Esempio n. 1
0
def start_wyspider(siteurl): # 启动爬虫和fuzz类
	# 目标赋值
	if "://" not in siteurl:
		siteurl = 'http://%s' % siteurl.rstrip('/')
	siteurl = siteurl.rstrip('/')
	basedomain = get_basedomain(siteurl)

	print '-' * 50
	print '* scan %s start' % siteurl
	print '-' * 50

	# 初始化字典
	fuzz_bak = ProcessDic(package_ext_dict).parser()
	fuzz_tmp = ProcessDic(tempfile_ext_dict).parser()

	bak_ext_re = '|'.join(fuzz_bak).replace('.', '\.') # 生成常见备份文件规则
	fuzz_filename_replace = {'%EXT%':default_extion,'%BAK_EXT%':bak_ext_re}
	fuzz_filename = ProcessDic(filename_dict,fuzz_filename_replace).parser()

	fuzz_webdirs = ProcessDic(directory_dict).parser()
	fuzz_webdirs_common = ProcessDic(directory_common_dict).parser()

	# 传递一个siteurl,返回当前网页下的三层链接资源
	link_datas = GetAllLink(siteurl).start()
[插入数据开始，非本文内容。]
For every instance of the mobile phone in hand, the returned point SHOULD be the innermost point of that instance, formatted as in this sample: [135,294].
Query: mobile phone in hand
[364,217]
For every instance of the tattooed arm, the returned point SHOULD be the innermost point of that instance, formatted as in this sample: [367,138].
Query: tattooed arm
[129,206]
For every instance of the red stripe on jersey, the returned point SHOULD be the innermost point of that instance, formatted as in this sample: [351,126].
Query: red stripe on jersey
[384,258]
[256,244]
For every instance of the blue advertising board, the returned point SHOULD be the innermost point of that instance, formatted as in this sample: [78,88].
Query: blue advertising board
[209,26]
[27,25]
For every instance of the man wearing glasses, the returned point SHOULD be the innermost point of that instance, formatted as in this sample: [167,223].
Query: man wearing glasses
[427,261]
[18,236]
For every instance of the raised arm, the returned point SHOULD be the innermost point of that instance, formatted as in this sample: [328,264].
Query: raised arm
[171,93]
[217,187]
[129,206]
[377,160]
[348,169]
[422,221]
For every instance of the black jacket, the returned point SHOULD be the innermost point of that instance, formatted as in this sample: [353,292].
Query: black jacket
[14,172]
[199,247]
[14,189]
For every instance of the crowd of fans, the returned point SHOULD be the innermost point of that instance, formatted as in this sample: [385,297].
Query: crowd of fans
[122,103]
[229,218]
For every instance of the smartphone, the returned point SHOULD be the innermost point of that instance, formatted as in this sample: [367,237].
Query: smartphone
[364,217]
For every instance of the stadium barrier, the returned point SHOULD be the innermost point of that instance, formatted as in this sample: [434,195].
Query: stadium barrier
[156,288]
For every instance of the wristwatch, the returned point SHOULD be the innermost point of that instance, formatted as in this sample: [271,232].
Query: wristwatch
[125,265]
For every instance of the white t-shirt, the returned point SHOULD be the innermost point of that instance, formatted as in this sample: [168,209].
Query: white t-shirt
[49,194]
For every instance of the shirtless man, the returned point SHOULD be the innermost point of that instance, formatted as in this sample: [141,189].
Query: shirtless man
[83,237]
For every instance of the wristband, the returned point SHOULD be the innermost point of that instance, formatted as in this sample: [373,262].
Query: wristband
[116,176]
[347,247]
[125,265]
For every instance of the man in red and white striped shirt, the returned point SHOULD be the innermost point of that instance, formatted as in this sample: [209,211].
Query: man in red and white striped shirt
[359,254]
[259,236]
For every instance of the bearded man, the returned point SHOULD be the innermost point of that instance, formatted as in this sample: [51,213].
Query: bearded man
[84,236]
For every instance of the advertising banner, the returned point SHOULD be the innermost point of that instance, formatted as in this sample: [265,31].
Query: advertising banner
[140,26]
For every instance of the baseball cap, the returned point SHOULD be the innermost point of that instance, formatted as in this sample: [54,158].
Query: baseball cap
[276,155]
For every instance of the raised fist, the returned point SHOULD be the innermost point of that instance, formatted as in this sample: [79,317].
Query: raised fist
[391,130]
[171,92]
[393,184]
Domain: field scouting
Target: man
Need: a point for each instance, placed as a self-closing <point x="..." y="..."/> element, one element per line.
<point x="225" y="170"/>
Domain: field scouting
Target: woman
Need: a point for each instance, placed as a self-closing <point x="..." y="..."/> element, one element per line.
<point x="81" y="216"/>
	fuzzdir_request_set = {} # 目录fuzz请求集合
	fuzzfile_request_set = [] # 文件fuzz请求集合

	# 分析爬虫获取的链接,得到所有已知的WEB目录,生成目录FUZZ
	url_webdirs = []
	for category in link_datas.keys():
		if category == 'a': # 所有a=href资源
			for key in link_datas[category].keys(): # 这里的KEY只是域名对象,可以跳过处理
				for second_key in link_datas[category][key].keys(): # 处理第二层的KEY
					url_webdirs.extend(get_segments(second_key))
					urlgenerator_obj = UrlGenerator(second_key, fuzz_bak, fuzz_tmp, extion=default_extion)
					fuzzfile_request_set.extend(urlgenerator_obj.generator())
					for url_values in link_datas[category][key][second_key]: # 处理第二层KEY下的所有(三层链接)
						url_webdirs.extend(get_segments(url_values))
						urlgenerator_obj = UrlGenerator(url_values, fuzz_bak, fuzz_tmp, extion=default_extion)
						fuzzfile_request_set.extend(urlgenerator_obj.generator())
		else: # 所有静态资源(img,link,script)
			pass # 暂不处理静态资源
			# for key in link_datas[category].keys(): # 这里的KEY只是域名对象,可以跳过处理
			# 	for url_values in link_datas[category][key]:
			# 		url_webdirs.extend(get_segments(url_values))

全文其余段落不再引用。